Ces projets, conçus par des hommes sans instruction scientifique et sans aucune idée pratique de l'aéronautique, n'étaient pas réalisables tels qu'ils étaient présentés, sans étude complète et sans plan d'ensemble suffisant. L'idée des ballons planeurs agissant sans force motrice est tout à fait fausse. Quand bien même ils se dirigeraient dans un sens ou dans l'autre pendant leurs ascensions successives, cette direction serait relative; ils n'en seraient pas moins entraînés avec la masse d'air ambiant en mouvement.—Pour que les aérostats planeurs fonctionnent avec efficacité, il faut qu'ils soient munis de propulseurs mécaniques, actionnés par un moteur puissant. L'hélice ne suffit pas à elle seule, pour donner l'avancement, il faut la machine qui la fasse agir. C'est ce qu'on oublie trop souvent. N'a-t-on pas vu plus haut que Théophile Gautier, en parlant des hélices du navire aérien de Pétin, disait: «Ces hélices pourraient être tournées à la main.» Voilà assurément une force motrice bien puissante!

Quelques mécaniciens ont proposé de réunir dans l'aérostat planeur les deux principes du plus léger que l'air et du plus lourd que l'air. Nous citerons parmi ceux-là, M. Arsène Olivier, qui propose un aérostat allongé, rigide, muni de grandes ailes et d'une hélice, et capable de s'incliner pour le vol à plane[67]. Nous mentionnerons aussi le projet récent de M. Capazza; l'inventeur veut construire un ballon lenticulaire, tour à tour plus léger et plus lourd que l'air, et qui nagerait dans l'atmosphère à la façon des soles dans l'océan. Projet facile à dessiner, mais difficile à réaliser! Un peu antérieurement, M. Duponchel, ingénieur en chef des Ponts et Chaussées, a proposé un projet analogue à celui du ballon planeur du baron Scott, et dans lequel on obtiendrait la montée et la descente en chauffant ou en laissant refroidir le gaz du ballon. M. Duponchel, peu au courant des constructions aérostatiques, voulait construire un escalier intérieur dans son aérostat pour que les aéronautes pussent monter à la partie supérieure[68]!

On ne saurait se faire une idée des rêves qui ont germé dans le cerveau des inventeurs de ballons dirigeables. Renou-Grave, en 1844, avait imaginé les ballons-chapelets que nous figurons ci-dessous[69] (fig. [62]).

Fig. 62.—Ballons-chapelets de Renou-Grave.

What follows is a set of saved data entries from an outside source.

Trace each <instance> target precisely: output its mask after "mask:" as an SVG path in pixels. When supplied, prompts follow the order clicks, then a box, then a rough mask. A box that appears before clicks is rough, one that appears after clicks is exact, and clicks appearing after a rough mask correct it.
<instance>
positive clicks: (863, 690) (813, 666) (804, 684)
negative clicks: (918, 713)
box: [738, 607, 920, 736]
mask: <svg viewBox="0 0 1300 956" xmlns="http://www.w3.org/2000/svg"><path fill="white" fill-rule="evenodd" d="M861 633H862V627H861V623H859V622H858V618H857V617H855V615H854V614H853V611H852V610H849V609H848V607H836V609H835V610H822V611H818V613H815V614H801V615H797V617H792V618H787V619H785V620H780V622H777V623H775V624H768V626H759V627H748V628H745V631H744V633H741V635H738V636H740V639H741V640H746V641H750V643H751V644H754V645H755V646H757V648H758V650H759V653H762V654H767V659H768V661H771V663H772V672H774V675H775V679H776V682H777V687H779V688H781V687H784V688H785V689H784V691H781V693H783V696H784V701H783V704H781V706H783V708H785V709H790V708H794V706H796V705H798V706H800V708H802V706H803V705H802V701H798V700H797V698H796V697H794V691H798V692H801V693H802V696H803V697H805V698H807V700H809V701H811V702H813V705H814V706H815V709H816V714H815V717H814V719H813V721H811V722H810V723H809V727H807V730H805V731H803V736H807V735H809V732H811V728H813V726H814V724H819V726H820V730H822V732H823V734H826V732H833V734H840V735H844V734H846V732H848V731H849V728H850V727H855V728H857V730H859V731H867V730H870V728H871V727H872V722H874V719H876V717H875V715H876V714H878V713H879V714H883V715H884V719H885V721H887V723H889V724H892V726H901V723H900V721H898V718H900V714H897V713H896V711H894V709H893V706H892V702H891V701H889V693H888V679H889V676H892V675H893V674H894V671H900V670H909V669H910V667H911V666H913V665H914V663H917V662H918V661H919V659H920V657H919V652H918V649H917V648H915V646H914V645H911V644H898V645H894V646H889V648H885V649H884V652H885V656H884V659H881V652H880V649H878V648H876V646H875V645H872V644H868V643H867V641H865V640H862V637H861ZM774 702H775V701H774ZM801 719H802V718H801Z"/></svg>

Les plus grands esprits sont parfois tombés dans des erreurs analogues. Monge, le grand Monge, avait eu l'idée de réunir ensemble une série de ballons sphériques qui auraient formé, selon lui, un assemblage flexible dans tous les sens; susceptible d'être développé en ligne droite, courbé en arc de cercle dans toute sa longueur, ou seulement dans une partie; de prendre avec ces courbures ou ces formes rectilignes la situation horizontale ou différents degrés d'inclinaison. Ce système de globes montant et descendant alternativement avec la vitesse que les aéronautes lui auraient imprimée, eût imité dans l'air le mouvement du serpent dans l'eau!

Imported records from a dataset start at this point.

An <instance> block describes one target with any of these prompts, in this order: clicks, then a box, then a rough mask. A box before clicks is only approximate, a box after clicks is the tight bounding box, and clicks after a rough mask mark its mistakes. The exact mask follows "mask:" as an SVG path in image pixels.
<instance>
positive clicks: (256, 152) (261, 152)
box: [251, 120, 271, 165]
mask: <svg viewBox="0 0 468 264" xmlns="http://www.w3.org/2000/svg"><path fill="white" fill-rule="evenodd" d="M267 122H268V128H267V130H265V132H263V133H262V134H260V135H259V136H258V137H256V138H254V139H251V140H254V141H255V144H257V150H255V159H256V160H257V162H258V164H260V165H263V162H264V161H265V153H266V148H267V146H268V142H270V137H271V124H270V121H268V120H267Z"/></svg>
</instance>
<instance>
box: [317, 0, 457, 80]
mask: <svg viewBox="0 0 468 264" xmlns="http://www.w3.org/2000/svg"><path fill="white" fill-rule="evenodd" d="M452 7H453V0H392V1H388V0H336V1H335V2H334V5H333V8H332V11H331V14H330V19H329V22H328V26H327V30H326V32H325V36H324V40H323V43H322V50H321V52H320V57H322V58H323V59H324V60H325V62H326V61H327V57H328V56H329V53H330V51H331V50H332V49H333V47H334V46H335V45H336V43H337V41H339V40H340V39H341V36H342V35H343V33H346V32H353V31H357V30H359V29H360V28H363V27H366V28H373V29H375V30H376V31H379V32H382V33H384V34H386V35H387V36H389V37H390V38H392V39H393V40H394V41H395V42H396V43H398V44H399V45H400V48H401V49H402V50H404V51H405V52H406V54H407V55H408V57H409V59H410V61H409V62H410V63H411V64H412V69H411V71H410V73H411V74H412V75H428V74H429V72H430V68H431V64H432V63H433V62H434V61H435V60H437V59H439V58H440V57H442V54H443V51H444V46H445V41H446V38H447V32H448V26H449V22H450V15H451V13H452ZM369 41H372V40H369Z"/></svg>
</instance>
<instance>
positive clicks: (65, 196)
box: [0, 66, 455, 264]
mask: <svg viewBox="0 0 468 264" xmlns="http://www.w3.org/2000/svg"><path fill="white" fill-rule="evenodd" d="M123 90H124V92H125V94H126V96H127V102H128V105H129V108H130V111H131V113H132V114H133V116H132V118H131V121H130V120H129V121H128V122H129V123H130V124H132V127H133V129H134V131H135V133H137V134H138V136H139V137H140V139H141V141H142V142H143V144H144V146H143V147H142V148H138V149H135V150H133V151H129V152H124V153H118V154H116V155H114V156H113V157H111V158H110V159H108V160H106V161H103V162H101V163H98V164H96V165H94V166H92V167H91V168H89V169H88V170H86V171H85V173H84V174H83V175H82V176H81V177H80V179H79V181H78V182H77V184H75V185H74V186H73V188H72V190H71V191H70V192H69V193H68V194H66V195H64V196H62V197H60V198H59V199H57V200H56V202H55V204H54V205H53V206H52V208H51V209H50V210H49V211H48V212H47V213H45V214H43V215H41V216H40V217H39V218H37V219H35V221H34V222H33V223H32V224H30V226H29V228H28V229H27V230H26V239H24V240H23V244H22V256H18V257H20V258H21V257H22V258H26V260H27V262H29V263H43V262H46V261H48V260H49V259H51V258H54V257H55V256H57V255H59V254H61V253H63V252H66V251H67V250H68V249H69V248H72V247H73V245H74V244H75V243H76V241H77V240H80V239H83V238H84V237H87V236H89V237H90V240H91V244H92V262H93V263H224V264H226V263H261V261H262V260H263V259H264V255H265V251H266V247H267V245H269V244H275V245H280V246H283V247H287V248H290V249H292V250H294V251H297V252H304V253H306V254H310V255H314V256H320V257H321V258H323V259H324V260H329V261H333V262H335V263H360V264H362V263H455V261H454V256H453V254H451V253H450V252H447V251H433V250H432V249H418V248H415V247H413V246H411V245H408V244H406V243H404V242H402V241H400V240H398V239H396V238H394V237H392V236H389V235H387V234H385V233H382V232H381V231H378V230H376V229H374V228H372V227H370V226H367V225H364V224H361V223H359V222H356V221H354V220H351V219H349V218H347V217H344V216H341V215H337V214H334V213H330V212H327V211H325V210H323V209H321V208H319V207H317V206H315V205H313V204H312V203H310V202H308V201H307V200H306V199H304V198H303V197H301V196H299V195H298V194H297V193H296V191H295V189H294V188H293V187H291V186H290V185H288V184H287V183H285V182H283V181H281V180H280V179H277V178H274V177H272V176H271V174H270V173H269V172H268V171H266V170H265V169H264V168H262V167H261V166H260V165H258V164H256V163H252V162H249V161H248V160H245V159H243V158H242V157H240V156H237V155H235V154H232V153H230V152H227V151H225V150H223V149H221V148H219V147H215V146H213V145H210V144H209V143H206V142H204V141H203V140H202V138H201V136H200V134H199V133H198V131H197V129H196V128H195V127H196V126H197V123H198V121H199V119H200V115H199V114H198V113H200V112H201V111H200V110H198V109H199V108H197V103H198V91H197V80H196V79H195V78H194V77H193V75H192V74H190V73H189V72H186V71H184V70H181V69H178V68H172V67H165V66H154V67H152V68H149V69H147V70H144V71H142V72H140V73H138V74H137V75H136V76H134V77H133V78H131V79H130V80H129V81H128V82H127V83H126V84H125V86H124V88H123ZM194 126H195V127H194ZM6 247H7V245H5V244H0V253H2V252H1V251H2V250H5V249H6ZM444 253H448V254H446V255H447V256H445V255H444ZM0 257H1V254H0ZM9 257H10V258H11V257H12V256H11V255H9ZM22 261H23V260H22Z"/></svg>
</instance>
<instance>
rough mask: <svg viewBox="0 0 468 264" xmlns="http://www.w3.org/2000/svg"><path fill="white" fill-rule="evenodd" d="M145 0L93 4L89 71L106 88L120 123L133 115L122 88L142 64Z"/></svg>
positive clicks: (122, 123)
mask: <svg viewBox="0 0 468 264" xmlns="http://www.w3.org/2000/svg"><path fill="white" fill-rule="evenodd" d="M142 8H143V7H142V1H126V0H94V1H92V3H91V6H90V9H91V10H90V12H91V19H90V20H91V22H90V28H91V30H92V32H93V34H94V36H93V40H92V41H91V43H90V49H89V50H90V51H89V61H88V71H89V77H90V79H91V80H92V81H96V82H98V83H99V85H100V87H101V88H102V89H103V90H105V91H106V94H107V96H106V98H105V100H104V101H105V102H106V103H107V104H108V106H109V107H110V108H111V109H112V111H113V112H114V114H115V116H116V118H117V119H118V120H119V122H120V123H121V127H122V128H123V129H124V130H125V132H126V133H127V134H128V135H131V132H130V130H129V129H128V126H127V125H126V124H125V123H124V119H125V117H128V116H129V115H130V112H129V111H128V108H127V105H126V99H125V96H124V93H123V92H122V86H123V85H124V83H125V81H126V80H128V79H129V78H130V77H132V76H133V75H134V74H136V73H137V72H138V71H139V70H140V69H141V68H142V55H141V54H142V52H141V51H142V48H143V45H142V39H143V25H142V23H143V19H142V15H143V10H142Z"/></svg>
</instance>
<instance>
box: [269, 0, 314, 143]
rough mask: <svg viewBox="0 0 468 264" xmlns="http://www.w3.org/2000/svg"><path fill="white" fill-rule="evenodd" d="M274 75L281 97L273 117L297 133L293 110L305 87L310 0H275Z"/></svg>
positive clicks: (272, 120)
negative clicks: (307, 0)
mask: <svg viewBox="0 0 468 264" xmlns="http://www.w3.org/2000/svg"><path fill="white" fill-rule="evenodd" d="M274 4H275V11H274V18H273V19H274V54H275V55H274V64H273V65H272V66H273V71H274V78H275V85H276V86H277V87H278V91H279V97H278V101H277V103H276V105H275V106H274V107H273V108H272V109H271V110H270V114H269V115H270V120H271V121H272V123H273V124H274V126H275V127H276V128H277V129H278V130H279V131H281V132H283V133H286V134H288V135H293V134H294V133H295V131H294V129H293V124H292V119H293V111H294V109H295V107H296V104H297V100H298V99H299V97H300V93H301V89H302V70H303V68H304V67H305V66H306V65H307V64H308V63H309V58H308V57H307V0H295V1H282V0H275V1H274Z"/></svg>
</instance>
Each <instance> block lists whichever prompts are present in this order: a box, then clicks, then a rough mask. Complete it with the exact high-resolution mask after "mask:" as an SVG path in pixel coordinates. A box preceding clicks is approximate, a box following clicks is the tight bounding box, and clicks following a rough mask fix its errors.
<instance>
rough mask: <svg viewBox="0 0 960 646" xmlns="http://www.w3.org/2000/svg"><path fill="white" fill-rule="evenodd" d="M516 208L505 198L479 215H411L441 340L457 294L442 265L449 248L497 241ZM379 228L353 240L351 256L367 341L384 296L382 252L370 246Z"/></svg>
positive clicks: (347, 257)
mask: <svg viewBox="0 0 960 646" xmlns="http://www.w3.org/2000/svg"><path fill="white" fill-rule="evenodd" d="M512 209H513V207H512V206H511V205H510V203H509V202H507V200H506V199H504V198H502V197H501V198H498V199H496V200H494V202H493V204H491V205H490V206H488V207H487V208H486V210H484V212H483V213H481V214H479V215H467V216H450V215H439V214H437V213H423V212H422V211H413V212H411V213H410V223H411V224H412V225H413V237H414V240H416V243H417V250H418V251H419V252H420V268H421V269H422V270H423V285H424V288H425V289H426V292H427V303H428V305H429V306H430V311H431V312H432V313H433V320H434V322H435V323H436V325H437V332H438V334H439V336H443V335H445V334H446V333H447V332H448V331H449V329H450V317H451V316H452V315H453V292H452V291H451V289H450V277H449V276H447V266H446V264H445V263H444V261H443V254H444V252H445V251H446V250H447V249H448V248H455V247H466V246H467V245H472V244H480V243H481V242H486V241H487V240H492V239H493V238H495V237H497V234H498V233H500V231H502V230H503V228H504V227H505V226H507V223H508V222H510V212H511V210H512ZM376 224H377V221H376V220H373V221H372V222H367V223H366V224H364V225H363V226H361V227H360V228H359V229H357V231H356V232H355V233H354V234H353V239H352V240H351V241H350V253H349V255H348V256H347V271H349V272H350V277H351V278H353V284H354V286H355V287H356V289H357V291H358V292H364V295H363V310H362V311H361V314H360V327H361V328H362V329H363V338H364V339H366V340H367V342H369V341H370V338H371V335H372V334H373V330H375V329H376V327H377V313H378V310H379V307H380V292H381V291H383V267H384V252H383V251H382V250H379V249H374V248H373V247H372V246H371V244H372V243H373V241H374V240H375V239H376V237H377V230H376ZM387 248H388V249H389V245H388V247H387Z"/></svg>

À côté des inventeurs des ballons planeurs mécaniques dont nous venons de parler, nous placerons ceux qui veulent se contenter de chercher à différents niveaux dans l'atmosphère des vents propices.

Les projets de monter et descendre dans l'air, automatiquement, sans jeter de lest et sans perdre de gaz pour aller à la rencontre des courants aériens favorables, ont été très nombreux. Nous avons signalé la poche à air du général Meusnier; nous avons vu qu'à peu près à la même époque, Pilâtre de Rozier proposait de joindre un ballon à air chaud à un aérostat à gaz, afin d'obtenir à volonté l'ascension et la descente en élevant ou en abaissant la température du gaz, c'est-à-dire en diminuant ou en faisant accroître la densité du système.

Parmi les aéronautes les plus convaincus de l'efficacité de l'utilisation des courants aériens à différentes altitudes, nous ne devons pas oublier de mentionner le célèbre Dupuis-Delcourt, dont les ascensions ont été nombreuses, et dont les travaux sont devenus classiques dans l'étude de l'aérostation.